President Obama visited Ground Zero Thursday for a symbolic wreath-laying ceremony.
President Obama paid his first visit as Commander-in-Chief to Ground Zero on Thursday, following the death of Osama bin Laden on Sunday.
The President met with firefighters, police officers, elected officials and family members of 9/11 victims. Politicians at the gathering included New Jersey Governor Chris Christie, U.S. Senators Frank Lautenberg and Robert Menendez, Senator Charles Schumer and Representative Charles Rangel.
During the ceremony President Obama laid two wreaths: one at the site where the towers collapsed, and another at the foot of the "Survivor Tree", which managed to survive the terrorist attacks.
Elected officials collectively agreed that bin Laden's death lifted a weight off of the shoulders of family members of those who died on 9/11.
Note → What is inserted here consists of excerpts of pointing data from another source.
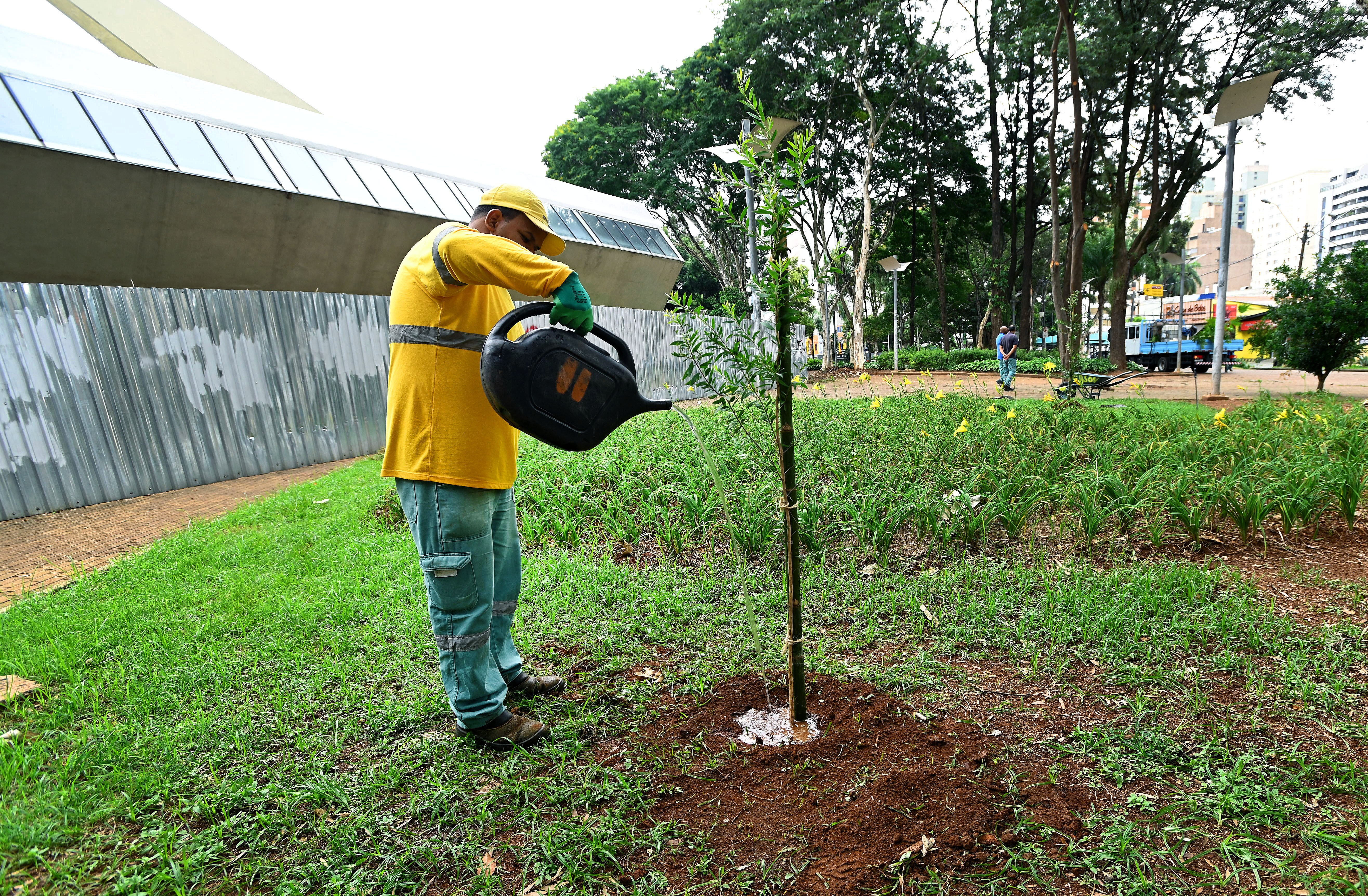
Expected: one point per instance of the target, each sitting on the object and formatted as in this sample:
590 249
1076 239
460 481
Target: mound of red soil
879 787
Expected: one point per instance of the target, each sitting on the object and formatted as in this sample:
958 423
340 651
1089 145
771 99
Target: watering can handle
533 310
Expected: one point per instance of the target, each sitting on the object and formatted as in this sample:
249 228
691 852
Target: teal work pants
472 564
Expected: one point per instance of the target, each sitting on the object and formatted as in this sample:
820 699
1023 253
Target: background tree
1321 316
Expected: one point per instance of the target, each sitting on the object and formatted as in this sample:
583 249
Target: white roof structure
129 115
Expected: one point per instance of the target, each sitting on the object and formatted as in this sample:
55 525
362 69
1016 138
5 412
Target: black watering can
557 386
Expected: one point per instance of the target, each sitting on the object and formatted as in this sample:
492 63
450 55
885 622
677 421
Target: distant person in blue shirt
998 344
1007 357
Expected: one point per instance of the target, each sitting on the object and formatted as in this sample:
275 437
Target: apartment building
1344 211
1280 214
1213 191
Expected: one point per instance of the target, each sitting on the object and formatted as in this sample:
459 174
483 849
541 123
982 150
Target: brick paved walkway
42 552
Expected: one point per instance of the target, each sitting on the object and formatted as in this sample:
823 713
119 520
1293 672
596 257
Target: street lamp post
1237 102
1182 295
732 152
894 266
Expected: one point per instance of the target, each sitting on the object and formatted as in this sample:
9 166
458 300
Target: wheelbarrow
1091 385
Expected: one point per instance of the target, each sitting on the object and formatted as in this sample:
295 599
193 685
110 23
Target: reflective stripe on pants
471 559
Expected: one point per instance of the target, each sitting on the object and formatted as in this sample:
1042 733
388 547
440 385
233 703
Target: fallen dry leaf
14 686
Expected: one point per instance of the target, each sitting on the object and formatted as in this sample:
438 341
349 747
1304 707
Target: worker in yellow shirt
455 459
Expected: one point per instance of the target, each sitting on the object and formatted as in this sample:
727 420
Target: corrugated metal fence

"It's a relief," said Connecticut Governor Dan Malloy. "Clearly the President was not of a celebratory mind. There was no celebration, bravado, but a somber moment."
"It certainly gives us a happier chapter," said New York Congressman Anthony Weiner. "A lot of Americans want to put an exclamation point on the accomplishments of those Navy Seals, so I think that's what this is."
Outside of the ceremony, cheering crowds gathered hoping to get a glimpse of the President.